Four
o'clock on Halloween and my bath-tub clogs. I wasn't using it.
Don't know who clogged it, but I have to fix it.
By
bedtime my three-year-old will be covered in caramel and bubble gum.
I'll need that tub.
With
the sun dipping into a pumpkin-colored sky, we park at the hardware
store. The lot is deserted.
“The witch is there,” Nikolas is
saying. “The scary, scary witch.”
“If
you already know she's there, she can't scare you,” I reply.
Last
time we were here, the motion-activated cackling witch came to life
and terrified him.
I see
no one with vests and name-tags as we enter the store. Someone
should be lubricating the sliding doors. They open with a horrible
screech.
They
close with a clank.
“See, Nikolas. The witch isn't even
here.” Unusual that they'd take down all the Halloween decorations
already.
We
walk from sign to sign: Lumber, Tools, Gravestones,
Hardware, Torture, Electrical, Plumbing.
Some bats flap about the rafters.
I find
a rack of pipe snakes hanging between formaldehyde jars and shrunken
heads. I reach for one. It hisses and snaps at me. Nikolas hands
me a length of copper pipe and I whap the serpent on the head.
“Can
someone help me?” I call. My voice echoes. I hear shuffling
steps. “I need something for cleaning drains.”
Around
the corner, dragging one foot, shambles a figure in a vest. An
eye-ball dangles from a rotting socket. He lifts a jug of Drano in a
gangrenous hand.
“Drains!”
he moans. I scoop up Nikolas and back away, wielding my pipe.
With a
whoosh, my weapon is snatched from my grip by the witch on a broom.
“I
knew you'd come back,” she shrieks. “That boy will make a fine
stew.”
I
unscrew the cap from a can of PVC cement and hand it to Nikolas.

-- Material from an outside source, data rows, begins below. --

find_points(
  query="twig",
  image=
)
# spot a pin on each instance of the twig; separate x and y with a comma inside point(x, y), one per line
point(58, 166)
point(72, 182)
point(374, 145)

He
pitches it like a grenade at the zombie's feet. “Drains!” he
shouts, trapped in a sticky blue puddle.
The
witch circles, followed by a swarm of bats. Nikolas trots to the
fire hose. I grab the nozzle while he opens the valve.
“I'm
melting!” she screams as I blast her with water. She dissolves
into a greasy curl of smoke. Her broom harpoons an ogre inspecting
the axes.
The
bats chase us across the store, whirling in Nikolas' hair and
battering my ears. Nikolas rolls a shop-vac to me. I switch it on
and inhale every flapping rodent I see.
Nikolas
snaps a tube of liquid nails into a caulking gun and takes aim at a
giant spider crawling over bales of insulation. She leaps at me,
fangs bared, and he covers her in glue. I sidestep as she splats
wriggling on the floor.
We hop
up into a fork-lift. A horde of goblins masses between us and the
front door.
“Should
we lie down the law, Daddy?”
“Lay
down the law. Let's lay
down the law, Nikolas.”
I mash
the pedal and lurch forward. Nikolas fiddles with all the levers
until the fork raises to goblin-nostril-level. We plow our way
through the crowd, shatter the glass and crush a couple lawn tractors
on our way to the parking lot.
“I
don't want to take a bath today.”
“That's
okay, Niko,” I say. “Maybe tomorrow.”